As defenders of the Constitution, these officials are expected to hold up everything they do against this standard. To the extent that an official's actions violate the Constitution, whether by endangering the rights of citizens, coming under the influence of a foreign entity, or whatever other act of power-mongering, self-aggrandizement, or human rights violation may be committed, that official has not just committed hypocrisy, but heresy.
This sheds a different light on the campaign promises of the President-elect. When Donald Trump spoke of stripping Muslim-Americans of their rights to due process, he blasphemed. When he refused to release his taxes, he rejected the financial transparency that is essential to proving himself not under the influence of a foreign power.
The Republicans running Congress are just as guilty as Trump is of committing mortal sins against American democracy. Stonewalling President Obama's Supreme Court nomination, rushing ahead to repeal a health care law that covers tens of millions of their own constituents, pushing through safety net and tax "reforms" that will weaken support for the vast majority of Americans while lining the pockets of the already well-to-do--the GOP Congressional agenda is rife with policies that will, if not explicitly violating the letter of the Constitution, trample on its spirit. And because they've achieved that rarity of a unified partisan government, they can expect that, once this radical legislation passes both houses, it will not only be signed into law by the new President, but ratified by a conservative Supreme Court.

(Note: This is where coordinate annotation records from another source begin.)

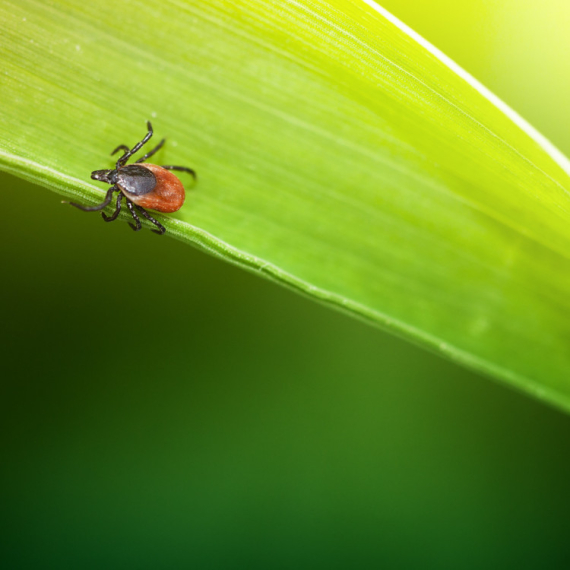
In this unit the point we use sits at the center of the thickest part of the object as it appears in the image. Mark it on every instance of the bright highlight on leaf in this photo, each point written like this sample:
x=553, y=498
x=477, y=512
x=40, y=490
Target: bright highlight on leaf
x=339, y=154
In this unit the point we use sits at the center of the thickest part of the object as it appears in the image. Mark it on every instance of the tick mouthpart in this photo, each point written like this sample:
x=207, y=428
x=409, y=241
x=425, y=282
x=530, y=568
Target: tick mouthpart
x=101, y=175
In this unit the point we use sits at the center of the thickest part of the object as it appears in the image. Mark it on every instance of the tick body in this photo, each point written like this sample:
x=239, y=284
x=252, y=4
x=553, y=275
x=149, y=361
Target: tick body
x=143, y=185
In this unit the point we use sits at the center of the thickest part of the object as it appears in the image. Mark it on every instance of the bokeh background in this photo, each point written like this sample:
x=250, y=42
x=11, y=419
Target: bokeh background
x=161, y=409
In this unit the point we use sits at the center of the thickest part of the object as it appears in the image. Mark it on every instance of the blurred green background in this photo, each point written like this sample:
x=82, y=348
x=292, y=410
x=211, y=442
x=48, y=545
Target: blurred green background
x=161, y=409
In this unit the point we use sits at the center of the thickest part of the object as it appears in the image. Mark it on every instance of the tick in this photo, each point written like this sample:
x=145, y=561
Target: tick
x=143, y=185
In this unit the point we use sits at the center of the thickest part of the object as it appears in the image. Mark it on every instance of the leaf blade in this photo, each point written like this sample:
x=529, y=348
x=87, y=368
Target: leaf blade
x=337, y=154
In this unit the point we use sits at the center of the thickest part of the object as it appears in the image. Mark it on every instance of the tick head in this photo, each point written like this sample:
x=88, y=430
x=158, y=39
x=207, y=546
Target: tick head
x=108, y=176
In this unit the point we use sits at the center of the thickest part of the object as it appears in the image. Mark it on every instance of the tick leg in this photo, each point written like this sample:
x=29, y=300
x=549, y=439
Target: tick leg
x=120, y=147
x=116, y=212
x=136, y=148
x=155, y=149
x=99, y=206
x=182, y=169
x=161, y=228
x=134, y=215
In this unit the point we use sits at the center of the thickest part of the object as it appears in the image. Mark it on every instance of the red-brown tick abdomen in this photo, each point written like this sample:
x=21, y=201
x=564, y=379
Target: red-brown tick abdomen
x=168, y=194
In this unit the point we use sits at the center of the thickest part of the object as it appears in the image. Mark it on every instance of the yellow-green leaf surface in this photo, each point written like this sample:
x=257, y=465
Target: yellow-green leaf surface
x=337, y=152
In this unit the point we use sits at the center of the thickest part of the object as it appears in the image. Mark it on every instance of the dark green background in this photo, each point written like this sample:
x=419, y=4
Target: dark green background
x=161, y=409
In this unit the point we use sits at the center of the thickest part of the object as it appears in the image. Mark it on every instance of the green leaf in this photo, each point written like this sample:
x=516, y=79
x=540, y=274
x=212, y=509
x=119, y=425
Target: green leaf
x=338, y=153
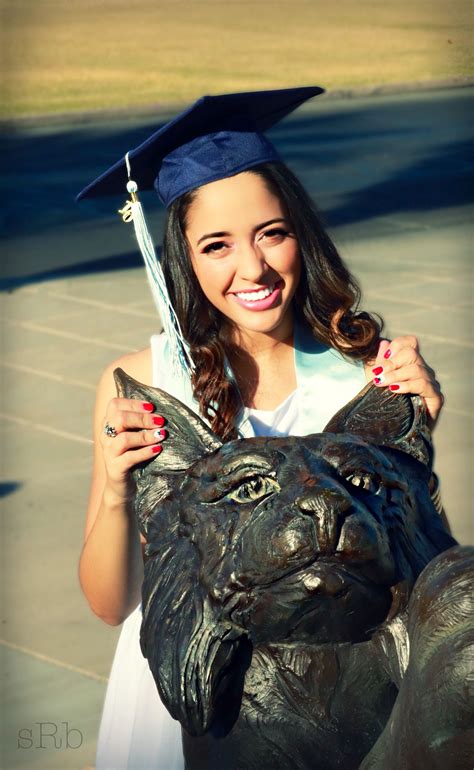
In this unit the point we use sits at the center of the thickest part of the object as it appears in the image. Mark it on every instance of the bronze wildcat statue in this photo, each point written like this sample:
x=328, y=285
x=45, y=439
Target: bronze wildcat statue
x=277, y=618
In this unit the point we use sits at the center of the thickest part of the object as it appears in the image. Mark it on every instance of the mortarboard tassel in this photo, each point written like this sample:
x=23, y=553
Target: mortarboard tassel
x=133, y=211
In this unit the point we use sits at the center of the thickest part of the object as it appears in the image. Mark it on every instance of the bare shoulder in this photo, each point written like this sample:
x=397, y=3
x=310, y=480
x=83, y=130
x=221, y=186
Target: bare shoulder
x=137, y=364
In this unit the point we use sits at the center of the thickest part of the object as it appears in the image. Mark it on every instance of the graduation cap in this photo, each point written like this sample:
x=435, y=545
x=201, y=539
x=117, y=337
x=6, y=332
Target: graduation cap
x=217, y=137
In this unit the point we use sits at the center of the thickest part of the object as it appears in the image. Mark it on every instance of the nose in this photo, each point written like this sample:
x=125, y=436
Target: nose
x=251, y=265
x=329, y=507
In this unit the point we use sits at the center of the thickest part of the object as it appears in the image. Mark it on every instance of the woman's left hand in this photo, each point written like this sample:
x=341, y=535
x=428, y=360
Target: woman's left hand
x=400, y=367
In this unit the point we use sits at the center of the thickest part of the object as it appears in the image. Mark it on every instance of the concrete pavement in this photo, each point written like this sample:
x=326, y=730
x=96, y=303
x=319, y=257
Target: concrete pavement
x=415, y=267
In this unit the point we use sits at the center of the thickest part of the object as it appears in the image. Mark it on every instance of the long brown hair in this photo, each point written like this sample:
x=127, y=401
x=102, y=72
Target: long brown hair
x=327, y=298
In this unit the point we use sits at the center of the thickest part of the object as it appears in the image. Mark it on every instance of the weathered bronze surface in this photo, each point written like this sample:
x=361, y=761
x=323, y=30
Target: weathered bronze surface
x=277, y=618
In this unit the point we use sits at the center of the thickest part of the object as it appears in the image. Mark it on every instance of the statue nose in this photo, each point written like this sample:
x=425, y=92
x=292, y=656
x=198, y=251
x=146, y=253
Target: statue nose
x=329, y=506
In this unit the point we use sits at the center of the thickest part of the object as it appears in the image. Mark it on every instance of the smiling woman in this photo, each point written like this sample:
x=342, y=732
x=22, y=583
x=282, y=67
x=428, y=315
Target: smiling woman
x=262, y=315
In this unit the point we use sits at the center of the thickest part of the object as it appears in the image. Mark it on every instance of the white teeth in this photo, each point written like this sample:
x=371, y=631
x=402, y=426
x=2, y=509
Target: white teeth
x=253, y=296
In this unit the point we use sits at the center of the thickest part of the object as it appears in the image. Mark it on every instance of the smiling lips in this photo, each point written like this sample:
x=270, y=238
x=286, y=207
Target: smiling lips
x=259, y=299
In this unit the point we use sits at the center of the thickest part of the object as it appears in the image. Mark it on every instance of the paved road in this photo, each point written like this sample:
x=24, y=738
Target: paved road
x=392, y=178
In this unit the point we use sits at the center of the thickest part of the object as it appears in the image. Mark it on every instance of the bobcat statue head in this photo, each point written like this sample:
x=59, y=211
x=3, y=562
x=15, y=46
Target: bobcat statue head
x=276, y=540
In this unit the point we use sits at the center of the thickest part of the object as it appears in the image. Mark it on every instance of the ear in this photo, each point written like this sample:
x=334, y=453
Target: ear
x=397, y=421
x=188, y=440
x=198, y=658
x=189, y=437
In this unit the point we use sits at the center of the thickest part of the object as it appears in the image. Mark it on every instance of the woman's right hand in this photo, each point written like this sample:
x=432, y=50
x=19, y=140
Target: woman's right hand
x=139, y=436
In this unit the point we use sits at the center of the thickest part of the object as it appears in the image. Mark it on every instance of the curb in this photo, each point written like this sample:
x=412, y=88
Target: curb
x=152, y=110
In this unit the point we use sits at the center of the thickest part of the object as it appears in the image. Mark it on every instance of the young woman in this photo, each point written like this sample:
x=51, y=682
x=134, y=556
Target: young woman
x=269, y=314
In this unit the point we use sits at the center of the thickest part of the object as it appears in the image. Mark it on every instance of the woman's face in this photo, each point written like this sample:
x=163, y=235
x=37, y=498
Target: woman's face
x=244, y=253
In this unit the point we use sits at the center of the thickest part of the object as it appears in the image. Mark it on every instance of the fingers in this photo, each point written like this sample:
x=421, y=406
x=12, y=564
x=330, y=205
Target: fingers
x=139, y=435
x=400, y=367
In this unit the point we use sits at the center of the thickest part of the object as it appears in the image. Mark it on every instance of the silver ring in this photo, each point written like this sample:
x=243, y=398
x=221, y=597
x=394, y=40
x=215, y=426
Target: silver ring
x=109, y=430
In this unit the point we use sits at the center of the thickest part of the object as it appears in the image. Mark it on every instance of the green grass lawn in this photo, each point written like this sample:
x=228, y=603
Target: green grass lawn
x=65, y=55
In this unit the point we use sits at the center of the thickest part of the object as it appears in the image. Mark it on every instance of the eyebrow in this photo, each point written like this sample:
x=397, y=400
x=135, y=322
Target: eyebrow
x=223, y=233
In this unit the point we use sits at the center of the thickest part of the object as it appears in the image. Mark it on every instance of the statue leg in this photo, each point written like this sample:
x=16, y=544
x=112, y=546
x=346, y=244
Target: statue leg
x=432, y=722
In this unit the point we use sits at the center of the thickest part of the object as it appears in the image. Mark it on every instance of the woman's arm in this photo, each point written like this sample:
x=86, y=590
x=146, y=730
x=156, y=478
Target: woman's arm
x=111, y=562
x=400, y=367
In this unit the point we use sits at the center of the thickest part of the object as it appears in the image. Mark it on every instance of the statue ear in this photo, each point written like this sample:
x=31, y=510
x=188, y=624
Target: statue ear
x=189, y=438
x=393, y=420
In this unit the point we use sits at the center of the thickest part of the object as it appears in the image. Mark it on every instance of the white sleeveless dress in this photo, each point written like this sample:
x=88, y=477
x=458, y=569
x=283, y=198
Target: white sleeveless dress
x=136, y=731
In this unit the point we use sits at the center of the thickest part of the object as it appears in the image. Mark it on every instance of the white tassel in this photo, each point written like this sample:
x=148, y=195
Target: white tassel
x=180, y=356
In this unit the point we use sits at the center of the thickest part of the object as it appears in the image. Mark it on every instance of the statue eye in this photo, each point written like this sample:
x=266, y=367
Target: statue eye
x=255, y=488
x=368, y=482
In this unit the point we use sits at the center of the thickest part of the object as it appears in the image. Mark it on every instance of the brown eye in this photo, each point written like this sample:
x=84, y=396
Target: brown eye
x=366, y=481
x=275, y=232
x=254, y=489
x=214, y=248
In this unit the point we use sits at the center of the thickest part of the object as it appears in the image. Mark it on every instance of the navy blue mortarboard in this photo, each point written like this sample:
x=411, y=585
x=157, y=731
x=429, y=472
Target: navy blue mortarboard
x=217, y=137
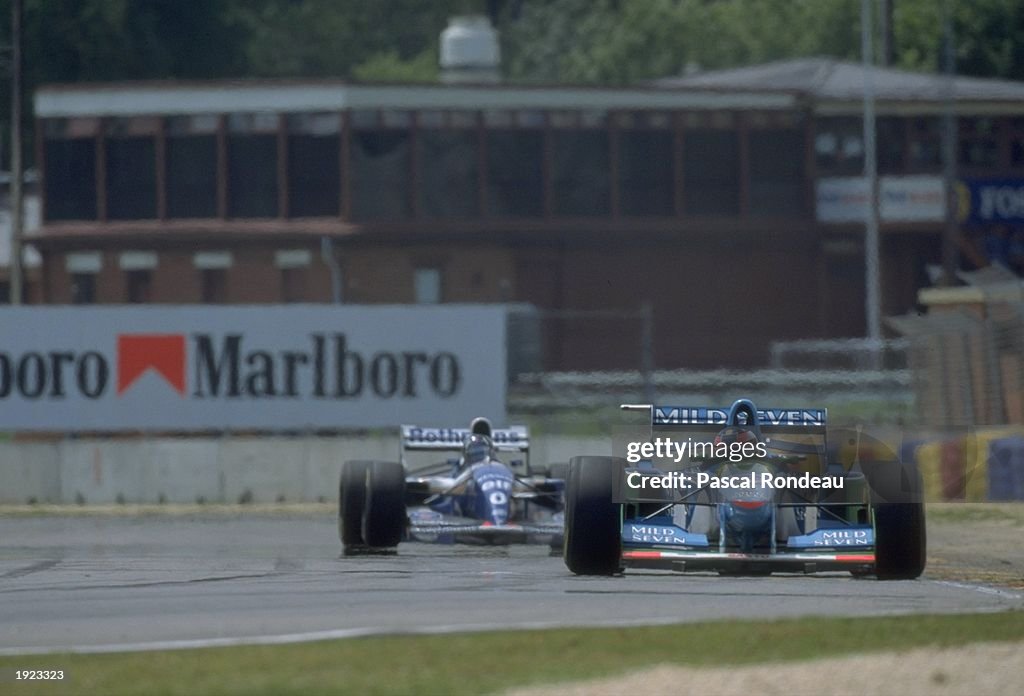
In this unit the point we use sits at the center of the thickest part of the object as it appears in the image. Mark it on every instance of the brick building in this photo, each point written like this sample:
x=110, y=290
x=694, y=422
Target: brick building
x=713, y=198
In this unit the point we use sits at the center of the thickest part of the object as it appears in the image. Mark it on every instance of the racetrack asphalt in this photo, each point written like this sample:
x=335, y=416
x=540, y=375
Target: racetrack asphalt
x=95, y=583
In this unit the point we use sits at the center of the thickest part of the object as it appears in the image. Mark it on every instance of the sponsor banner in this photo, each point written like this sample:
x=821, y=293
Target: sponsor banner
x=901, y=199
x=265, y=367
x=990, y=201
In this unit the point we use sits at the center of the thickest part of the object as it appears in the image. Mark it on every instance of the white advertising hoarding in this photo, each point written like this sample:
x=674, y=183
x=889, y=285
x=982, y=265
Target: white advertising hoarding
x=249, y=367
x=901, y=199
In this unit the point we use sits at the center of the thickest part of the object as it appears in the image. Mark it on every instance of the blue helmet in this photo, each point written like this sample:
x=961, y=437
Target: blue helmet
x=476, y=449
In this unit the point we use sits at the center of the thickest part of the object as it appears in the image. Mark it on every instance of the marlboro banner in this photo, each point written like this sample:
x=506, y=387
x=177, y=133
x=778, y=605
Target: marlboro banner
x=251, y=367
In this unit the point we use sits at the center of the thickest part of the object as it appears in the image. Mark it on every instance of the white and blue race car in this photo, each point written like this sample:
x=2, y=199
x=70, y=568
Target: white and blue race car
x=473, y=497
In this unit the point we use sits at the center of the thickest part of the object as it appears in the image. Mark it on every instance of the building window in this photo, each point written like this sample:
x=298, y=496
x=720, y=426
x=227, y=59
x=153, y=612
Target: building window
x=252, y=165
x=83, y=288
x=213, y=268
x=448, y=166
x=514, y=172
x=839, y=145
x=581, y=167
x=979, y=142
x=293, y=285
x=138, y=286
x=70, y=172
x=213, y=286
x=380, y=158
x=131, y=168
x=776, y=185
x=711, y=172
x=313, y=165
x=83, y=267
x=645, y=171
x=293, y=264
x=926, y=144
x=192, y=167
x=427, y=286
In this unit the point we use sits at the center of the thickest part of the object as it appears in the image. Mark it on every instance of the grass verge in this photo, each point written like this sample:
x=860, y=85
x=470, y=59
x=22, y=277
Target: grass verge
x=170, y=510
x=1007, y=513
x=473, y=663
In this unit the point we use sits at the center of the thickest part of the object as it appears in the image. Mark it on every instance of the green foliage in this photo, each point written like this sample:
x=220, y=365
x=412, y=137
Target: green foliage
x=388, y=67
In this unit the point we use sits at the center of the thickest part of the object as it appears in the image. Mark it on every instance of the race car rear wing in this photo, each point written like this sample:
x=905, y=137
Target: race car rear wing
x=511, y=439
x=805, y=421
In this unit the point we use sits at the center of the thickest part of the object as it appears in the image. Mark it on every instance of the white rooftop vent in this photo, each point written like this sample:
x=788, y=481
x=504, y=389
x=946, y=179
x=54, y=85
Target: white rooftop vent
x=470, y=51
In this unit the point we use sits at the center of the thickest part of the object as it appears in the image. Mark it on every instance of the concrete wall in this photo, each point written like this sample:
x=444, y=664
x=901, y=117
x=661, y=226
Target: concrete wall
x=215, y=470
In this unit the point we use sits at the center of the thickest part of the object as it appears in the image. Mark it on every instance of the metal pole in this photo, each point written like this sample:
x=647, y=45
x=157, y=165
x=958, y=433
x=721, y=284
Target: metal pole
x=15, y=154
x=647, y=351
x=871, y=280
x=950, y=231
x=327, y=253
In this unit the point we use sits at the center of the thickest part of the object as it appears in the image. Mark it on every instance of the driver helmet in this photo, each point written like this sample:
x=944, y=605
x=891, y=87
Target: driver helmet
x=732, y=434
x=476, y=449
x=735, y=437
x=480, y=426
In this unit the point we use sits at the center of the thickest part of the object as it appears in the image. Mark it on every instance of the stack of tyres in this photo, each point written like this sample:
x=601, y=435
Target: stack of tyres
x=1006, y=469
x=941, y=466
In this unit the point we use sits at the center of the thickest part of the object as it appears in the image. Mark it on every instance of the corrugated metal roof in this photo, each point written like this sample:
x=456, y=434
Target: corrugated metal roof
x=829, y=79
x=218, y=97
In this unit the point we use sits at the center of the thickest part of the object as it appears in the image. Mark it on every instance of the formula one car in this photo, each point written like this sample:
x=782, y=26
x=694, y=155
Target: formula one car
x=474, y=498
x=742, y=491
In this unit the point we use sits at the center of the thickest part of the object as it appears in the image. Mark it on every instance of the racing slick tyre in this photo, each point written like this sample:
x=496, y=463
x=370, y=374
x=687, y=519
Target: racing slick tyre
x=559, y=470
x=593, y=541
x=351, y=502
x=384, y=514
x=900, y=540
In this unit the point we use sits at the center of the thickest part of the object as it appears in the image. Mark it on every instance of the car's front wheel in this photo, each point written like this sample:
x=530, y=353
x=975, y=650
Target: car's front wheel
x=593, y=521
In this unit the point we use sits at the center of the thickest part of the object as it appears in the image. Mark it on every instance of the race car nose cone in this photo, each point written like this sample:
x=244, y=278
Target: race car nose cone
x=749, y=505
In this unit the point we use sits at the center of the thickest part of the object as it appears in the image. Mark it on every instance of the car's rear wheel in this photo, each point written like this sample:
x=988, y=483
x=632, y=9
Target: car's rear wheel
x=900, y=539
x=593, y=521
x=384, y=515
x=351, y=502
x=559, y=470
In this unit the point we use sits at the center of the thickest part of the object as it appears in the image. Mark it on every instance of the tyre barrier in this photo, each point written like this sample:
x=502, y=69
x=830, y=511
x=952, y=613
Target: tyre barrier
x=985, y=466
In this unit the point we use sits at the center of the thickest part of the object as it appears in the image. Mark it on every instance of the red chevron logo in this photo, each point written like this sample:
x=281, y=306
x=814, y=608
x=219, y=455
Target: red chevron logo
x=163, y=352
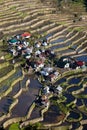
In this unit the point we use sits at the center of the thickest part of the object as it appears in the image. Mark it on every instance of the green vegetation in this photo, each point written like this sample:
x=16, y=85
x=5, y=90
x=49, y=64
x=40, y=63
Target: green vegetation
x=15, y=127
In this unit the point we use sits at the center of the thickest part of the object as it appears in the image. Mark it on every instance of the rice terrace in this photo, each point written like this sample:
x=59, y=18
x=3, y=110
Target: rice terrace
x=43, y=65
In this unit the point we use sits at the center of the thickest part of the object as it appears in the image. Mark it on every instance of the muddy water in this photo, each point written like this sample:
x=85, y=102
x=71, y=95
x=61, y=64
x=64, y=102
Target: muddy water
x=82, y=58
x=26, y=99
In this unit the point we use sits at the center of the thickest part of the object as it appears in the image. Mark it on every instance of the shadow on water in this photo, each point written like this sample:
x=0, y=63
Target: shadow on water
x=70, y=98
x=26, y=99
x=82, y=58
x=74, y=81
x=53, y=115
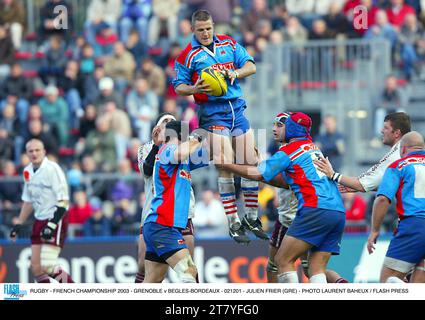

I used to be a United Methodist minister. While it's been years since I put on the robes of that office, I still feel the need to honor places of worship when I enter them: to change the tone of my voice, the content of my conversation, and to avoid in any way making light of what goes on in a sanctuary. I have always felt the same way about legislative chambers. These are holy places, places in which the spirit of democracy is made manifest through debate and parliamentary procedure, in which the will of the American people is carried out by their elected representatives.
Bit by bit, I've been feeling for several years now that these chambers are being blasphemed. To the extent that American government worked, it was that the people we elected believed in the Constitution, and while they might not always agree on its interpretation, they were at least sincere in their desire to fulfill their oaths to protect and defend it. When the occasional heretic violated that trust, Congress acted to impeach, censure, even expel the culprit.
No more. There are now powerful persons in Congress and, soon, in the White House whose attitude toward the Constitution is callous at best. Donald Trump cares nothing for the protections of the Bill of Rights. Mitch McConnell and Paul Ryan will do little, if anything, to stop him as he runs rampant over those protections.
The one sliver of hope I perceive comes from last week's reversal of the House's bald-faced attempt to dispense with an ethics watchdog: what these politicians care most about is not the principles of conservatism, not the upholding of their oaths, but their jobs. Make enough phone calls, send enough letters, raise enough of a fuss, and they have to take notice. At least for now, this is still a democracy.